The Three Temptations Of Meta - coderdude
http://w-shadow.com/blog/2010/12/16/the-three-temptations-of-meta/

======
qjz
Not all abstractions are successful (most probably aren't, in fact), but as
long as there are tasks with difficult or tedious low level steps involved,
_meta_ will continue to be an appealing goal.

For example, television aggregated locations (such as theaters) into one
place: the viewer's living room. Cable television aggregated antennas to
deliver better picture quality. Streaming video aggregates time-shifting to
allow programs to be truly watched (and paused) on demand.

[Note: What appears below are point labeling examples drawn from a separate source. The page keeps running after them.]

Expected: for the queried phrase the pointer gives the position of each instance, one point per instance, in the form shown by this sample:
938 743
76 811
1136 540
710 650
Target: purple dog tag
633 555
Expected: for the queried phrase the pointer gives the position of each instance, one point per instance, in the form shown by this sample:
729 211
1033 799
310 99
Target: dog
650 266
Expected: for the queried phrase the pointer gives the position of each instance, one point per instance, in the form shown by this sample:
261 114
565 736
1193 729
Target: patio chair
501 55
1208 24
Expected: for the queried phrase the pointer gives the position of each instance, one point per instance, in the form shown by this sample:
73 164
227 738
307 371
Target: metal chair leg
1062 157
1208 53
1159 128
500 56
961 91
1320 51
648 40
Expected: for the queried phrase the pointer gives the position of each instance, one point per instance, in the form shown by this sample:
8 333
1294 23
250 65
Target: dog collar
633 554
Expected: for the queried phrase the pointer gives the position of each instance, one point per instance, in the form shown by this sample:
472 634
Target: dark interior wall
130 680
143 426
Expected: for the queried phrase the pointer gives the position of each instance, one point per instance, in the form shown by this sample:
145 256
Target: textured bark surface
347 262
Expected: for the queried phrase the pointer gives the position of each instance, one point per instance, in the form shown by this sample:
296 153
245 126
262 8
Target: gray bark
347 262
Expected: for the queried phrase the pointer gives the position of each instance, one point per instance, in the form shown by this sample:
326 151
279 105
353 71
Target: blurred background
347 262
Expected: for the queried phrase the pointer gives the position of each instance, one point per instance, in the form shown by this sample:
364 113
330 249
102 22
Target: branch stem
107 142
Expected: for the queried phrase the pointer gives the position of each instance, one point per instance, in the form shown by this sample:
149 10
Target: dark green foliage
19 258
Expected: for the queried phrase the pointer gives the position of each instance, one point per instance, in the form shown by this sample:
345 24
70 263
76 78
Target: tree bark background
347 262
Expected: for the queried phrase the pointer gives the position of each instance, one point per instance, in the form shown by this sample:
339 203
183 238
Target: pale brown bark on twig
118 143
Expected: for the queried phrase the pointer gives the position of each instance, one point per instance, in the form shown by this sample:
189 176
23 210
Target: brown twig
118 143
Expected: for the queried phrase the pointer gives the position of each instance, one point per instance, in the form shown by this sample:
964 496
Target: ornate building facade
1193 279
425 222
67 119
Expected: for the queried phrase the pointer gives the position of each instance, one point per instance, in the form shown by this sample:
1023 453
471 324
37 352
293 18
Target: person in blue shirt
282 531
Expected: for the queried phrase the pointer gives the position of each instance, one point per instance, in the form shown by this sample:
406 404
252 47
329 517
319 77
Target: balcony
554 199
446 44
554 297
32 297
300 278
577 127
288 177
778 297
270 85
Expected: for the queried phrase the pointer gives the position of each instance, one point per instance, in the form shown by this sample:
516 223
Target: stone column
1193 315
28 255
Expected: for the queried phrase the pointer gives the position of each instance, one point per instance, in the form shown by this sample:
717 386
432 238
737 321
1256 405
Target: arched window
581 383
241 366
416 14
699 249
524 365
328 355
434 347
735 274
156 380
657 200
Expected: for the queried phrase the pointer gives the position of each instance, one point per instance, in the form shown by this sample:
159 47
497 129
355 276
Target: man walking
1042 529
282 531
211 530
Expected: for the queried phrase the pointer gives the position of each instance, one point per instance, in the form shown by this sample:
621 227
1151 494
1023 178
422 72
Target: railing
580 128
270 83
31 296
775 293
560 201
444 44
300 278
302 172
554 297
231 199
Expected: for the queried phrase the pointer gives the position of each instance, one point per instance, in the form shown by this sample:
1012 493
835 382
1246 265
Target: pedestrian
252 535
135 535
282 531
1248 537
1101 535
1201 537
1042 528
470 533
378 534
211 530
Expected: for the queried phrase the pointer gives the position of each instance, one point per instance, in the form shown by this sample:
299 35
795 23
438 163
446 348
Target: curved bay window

We're seeing the same thing with mobile apps, many of which aggregate browser
clicks (Gmail app, YouTube app, etc.).

If you look around, you'll see endless examples of popular abstractions. It's
not an issue of how many there are, but which ones will win over the others.

------
dholowiski
Some good things have come from meta tools. I would say that a search engine
(index the Internet and make it searchable) is very meta, but it seems to be
working well for google. How about group buying... All you're doing is
aggregating buyers and sellers. Seems to work well for groupon and all their
clones.

I don't see a problem with building a meta tool, or a meta meta tool. It sure
beats sitting around and watching tv- thats not... Anything. Go build
something useless, I give you permission. It worked out well for Larry and
Sergey.

------
dkeskar
All software is meta. Even when it is controlling effectors.

------
pasbesoin
I didn't make it all the way to the end (insert irony here), but an initial
reaction is that there's uninformed meta and then there's informed meta.

Or perhaps I should change that to "informing".

A little of either goes a long way. The former, as a sand trap. The latter,
towards insight, efficiency, and pleasure.

I'm suddenly reminded of Larry Wall. Perhaps I might treat "meta" as a
potential offspring of laziness. (E.g. if you don't enjoy repetitive, rote
tasks.)